People in Japan practice a form of stress reduction that is very popular, and now scientific research is proving that it works. It’s called “Shinrin-yoku,” which translates to “forest bathing,” or walking in forests in order to promote health. Before you get the idea this is some sort of ancient practice, it’s only about 30 years old. It was first suggested as a way to reduce stress by the Forest Agency of Japan, similar to the U.S. Forest Service, in 1982. In just a short time it has become a recognized form of stress management and a major relaxation activity.

Exposure to nature is vital to human wellbeing. Photo: Courtesy Wikipedia/Samurai Spain

Exposure to nature is vital to human wellbeing. Photo: Courtesy Wikipedia/Samurai Spain

When scientists started studying Shinrin-yoku to find out how it works, they determined several positive things were going on when people walked in a forest environment:

  • Blood sugar levels dropped, both after short and long distance walking
  • Hormonal and nervous system functions improved
  • Calorie burning increased
  • Blood pressure and pulse rates dropped, and heart rate variability stabilized
  • Psychological before and after testing showed a significant decrease in hostility and depression scores
  • Stress levels were reduced.

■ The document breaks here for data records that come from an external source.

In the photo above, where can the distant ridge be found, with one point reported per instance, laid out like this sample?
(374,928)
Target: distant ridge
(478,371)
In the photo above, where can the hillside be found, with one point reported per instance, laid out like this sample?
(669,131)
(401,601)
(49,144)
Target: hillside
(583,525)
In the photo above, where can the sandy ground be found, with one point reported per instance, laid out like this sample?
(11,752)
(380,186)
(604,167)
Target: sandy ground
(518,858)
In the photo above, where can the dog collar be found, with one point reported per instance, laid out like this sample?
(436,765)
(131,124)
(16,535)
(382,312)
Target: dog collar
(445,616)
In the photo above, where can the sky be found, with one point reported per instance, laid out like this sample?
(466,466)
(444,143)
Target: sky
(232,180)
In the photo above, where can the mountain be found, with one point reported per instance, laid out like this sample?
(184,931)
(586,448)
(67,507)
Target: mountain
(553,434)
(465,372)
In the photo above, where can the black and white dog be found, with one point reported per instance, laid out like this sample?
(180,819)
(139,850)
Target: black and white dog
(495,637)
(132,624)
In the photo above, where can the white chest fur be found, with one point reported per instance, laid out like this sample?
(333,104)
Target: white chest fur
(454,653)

The higher the stress, the greater the effect.

Studies repeatedly show positive physiological and psychological benefits from forest walking. The worse the stress, the better the results. People in the studies and practitioners in Japan, Korea and other parts of the world report they feel “calm,” “comfortable,” and “refreshed.”

How exactly does Shinrin-yoku work? Scientists believe when participants walk in a forest or any dense plant landscape or garden, they breathe in volatile substances called phytoncides which are anti-microbial essential volatile organic compounds derived from plants. Phytoncides prevent plants from being eaten by animal and insects and prevent attacking organisms from taking hold that will rot the plants. Spices, onions, garlic, tea tree, oak, cedar, pine and citrus fruits give off these substances. These are all strong identifiable scents that most human beings enjoy under the right circumstances.

It doesn’t really take a scientific study to understand that it’s good for our health to get outside, breathe in the oxygen rich air produced by a forest while taking a brisk walk. We enjoy the natural aromatherapy, and we are free of the damaging blue light of our electronic devices assuming you don’t have your phone out! Shinrin-yoku calms all the damaging sympathetic nerve activity, the same way any form of meditation does.

Give Shinrin-yoku a try if you’re feeling the post-holiday blues, or any type of stress. You can learn more from the Association of Nature & Forest Therapy website. The group is based in the San Francisco Bay area and organizes Shinrin-yoku forest therapy walks in local areas so people can directly experience the practice and its benefits, and serves as a resource and advocacy group for preserving forested areas.

Cuyamaca State Park and the Cleveland National Forest are obvious choices, but you can find routes closer to home to try like Rose Canyon, Los Peñaquitos Canyon, and even the Palm Canyon in Balboa Park just west of the Organ Pavilion. You can even walk among the eucalyptus trees in sections of UCSD. Keep basic safety in mind and be sure you are realistic about your fitness level. Avoid walking after dark.